If you have a middle name, treasure it. Keep it a secret and only share it with those who love you the most. It's your superpower, the one thing that, on a luggage tag or credit report, might distinguish you from the hundred or two other people who share your particular combination of forename and surname. And if you, like me, don't have a middle name at all, why then... let's start a club. We're special too.

Sunday, March 20, 2011

Jump Start

I was just sitting on the couch watching Brent doze across the room in his chair while trying to read a book about Billy Wilder, and it occurred to me that I should be blogging. I don't know where the last four months went. That's not true; they went down the road. I'm sitting instead of cleaning the kitchen or pinning quilt blocks or doing something else useful because I needed some time on the hot pad... all those miles slouching in the driver's seat of my car have herniated a disc that's pinching my sciatic nerve, and on a scale of 1 to 10 this pain ranges between a 4 and a 7, and I have a high tolerance to pain. The proof:

That's right. 50,000 big ones. I can't even remember how many miles we had when we got here; I only know that 77 nights in hotel rooms later and many, many days on California roads and this is the state we're in. Ha!
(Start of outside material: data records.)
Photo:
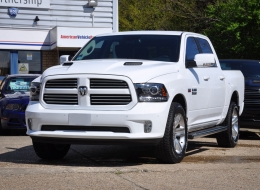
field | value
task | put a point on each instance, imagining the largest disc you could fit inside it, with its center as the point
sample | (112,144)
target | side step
(205,132)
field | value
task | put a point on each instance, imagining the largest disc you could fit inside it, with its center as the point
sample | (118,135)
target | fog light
(29,121)
(147,126)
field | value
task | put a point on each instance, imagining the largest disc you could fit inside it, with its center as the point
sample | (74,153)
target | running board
(205,132)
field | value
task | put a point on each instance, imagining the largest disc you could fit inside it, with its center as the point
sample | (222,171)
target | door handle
(221,77)
(206,78)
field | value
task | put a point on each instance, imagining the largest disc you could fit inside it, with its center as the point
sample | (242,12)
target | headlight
(151,92)
(35,91)
(12,106)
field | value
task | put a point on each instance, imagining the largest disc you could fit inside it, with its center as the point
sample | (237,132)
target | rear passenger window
(204,45)
(191,49)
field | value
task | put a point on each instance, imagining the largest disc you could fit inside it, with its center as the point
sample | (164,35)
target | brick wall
(49,58)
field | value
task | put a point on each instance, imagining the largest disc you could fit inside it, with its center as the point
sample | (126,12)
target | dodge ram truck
(143,87)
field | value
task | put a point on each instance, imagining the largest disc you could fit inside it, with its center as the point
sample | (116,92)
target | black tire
(230,137)
(4,132)
(172,147)
(50,151)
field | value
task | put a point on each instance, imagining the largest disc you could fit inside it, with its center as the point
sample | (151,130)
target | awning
(47,39)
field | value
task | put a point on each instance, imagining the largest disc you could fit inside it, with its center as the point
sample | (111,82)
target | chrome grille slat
(62,83)
(108,99)
(65,99)
(107,83)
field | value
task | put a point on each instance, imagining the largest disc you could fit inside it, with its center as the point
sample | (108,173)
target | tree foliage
(235,31)
(232,25)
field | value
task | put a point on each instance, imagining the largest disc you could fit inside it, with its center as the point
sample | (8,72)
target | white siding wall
(67,13)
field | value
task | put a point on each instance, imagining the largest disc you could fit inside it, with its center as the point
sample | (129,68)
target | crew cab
(143,87)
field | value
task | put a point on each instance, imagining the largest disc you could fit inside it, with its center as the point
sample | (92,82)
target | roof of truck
(144,32)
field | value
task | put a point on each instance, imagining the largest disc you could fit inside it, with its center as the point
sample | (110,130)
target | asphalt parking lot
(206,166)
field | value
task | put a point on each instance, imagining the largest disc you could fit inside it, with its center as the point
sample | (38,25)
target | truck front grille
(110,99)
(88,92)
(61,99)
(107,83)
(62,83)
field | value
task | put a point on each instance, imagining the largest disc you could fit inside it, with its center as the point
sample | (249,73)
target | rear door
(217,84)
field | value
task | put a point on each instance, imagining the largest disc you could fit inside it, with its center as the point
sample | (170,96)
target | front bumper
(13,120)
(133,119)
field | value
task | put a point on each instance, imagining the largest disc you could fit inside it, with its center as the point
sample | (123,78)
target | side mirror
(205,60)
(64,58)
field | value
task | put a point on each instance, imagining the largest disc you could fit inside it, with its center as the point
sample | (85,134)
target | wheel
(230,137)
(50,151)
(4,131)
(172,147)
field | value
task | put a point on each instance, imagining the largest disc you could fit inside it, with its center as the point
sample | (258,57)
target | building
(35,33)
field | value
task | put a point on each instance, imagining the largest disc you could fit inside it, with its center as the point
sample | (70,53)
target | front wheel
(172,147)
(230,137)
(50,151)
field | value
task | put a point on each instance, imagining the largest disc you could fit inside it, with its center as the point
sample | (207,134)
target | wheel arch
(235,98)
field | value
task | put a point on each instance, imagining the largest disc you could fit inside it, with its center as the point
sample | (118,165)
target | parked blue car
(14,98)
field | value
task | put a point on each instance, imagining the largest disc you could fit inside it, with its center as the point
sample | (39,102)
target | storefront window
(4,63)
(33,59)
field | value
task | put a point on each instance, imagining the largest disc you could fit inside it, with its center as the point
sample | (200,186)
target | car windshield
(248,68)
(18,84)
(147,47)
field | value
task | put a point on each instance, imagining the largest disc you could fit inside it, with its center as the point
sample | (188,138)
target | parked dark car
(14,98)
(251,71)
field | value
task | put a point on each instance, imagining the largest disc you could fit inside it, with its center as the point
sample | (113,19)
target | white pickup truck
(147,87)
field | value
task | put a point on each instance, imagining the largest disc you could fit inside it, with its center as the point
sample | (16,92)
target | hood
(137,73)
(18,95)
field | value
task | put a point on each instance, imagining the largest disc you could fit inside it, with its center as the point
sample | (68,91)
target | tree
(235,30)
(141,15)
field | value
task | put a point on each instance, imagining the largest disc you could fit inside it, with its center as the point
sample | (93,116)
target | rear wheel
(173,146)
(4,131)
(50,151)
(230,137)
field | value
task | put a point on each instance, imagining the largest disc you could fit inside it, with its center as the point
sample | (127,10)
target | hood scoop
(67,64)
(256,81)
(132,63)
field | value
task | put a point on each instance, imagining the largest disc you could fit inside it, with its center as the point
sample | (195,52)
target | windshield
(18,84)
(148,47)
(249,69)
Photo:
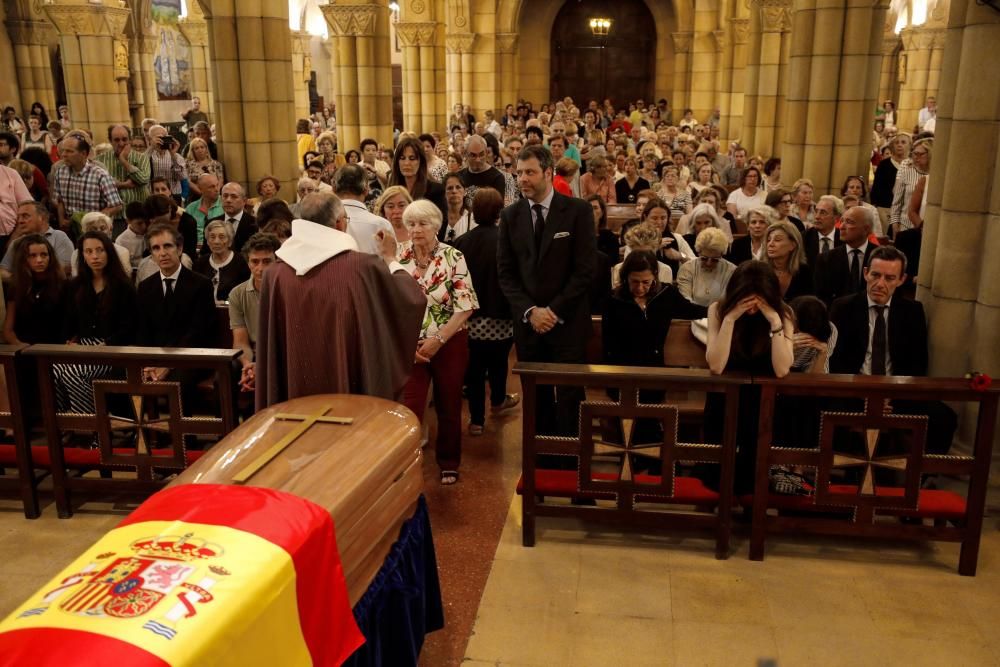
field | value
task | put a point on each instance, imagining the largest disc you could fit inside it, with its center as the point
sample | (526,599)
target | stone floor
(585,595)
I'd be lying if I said I've been too busy to blog, although I have been busy. I've had plenty of free time, but it's usually in the evenings (read: 1 a.m.) and we've been watching a lot of movies (I knew I was moving in with a film nut, but damn) and old episodes of 30 Rock and Arrested Development. It's how we unwind, and it's been fun. Neither of us has taken much time for creative pursuits while we settled into life together (Brent blogged about Bullitt, I tie-dyed a T-shirt and learned to cook), and maybe we've developed some bad habits. But as lazy as we are, we've also done some pretty awesome stuff.

Besides, all the weekday travel is exhausting, and it doesn't leave me a lot of motivation to be very mobile or productive in the evenings and on weekends. For instance:

The Eel River, Hwy 101.

What's so special about these trees?


They're 500-1,000 years old, and some are over 300 feet tall.

That's right, I finally got to see the Redwoods.

They're unbelievable.

The forest feels magical.

These aren't even the big ones.

Okay, this one is pretty big.

Eel River.

Willits, home of the Skunk Train! Hwy 101, CA.

And this was just one trip last year. I've got folders full of pictures of hamlets and bays and barns and fields, orchards, rivers, strange buildings, dirty city streets, clean city parks, wharfs, warehouses, tanks, factories, you name it. My writing is rusty, accustomed as I am to speaking out loud now... and speaking in front of groups takes a while to get the knack of. I'm good at it, and I'm enjoying it. But things may not be staying the same.

I'm really enjoying my job. It took a while to figure out what was going on, and I know in a year I'll be even better at it. I've helped a lot of people and spread a lot of knowledge and learned more than I ever thought possible. I've met some truly stellar people and not a single really bad person and many wonderful people who are right in between.

The next few months will tell, however, whether or not I get to keep doing this. Funding for our function is being cut at the Federal and State levels, and the company's future is uncertain. Will I regret having to shift back into operator mode if I have to? No. Knowing what I know now I have more incentive than ever to strap on the steel toes and pick up a wrench, and opportunities are out there. Time will tell.

In the meantime we're just enjoying life, trying to be grateful every day that we're finally together. We're getting along incredibly well... everybody says the first year's the hardest, and if that's the case, the rest of our life together should be a breeze, because it's been truly easy and lovely, a relief and a joy. Even the cat would agree, if her constant chatter made any sense. We sleep three across on a queen-size bed.

I'm organizing photo folders and will post more here. Happy and eventful and grateful as it is, my life doesn't feel complete until it's blogged.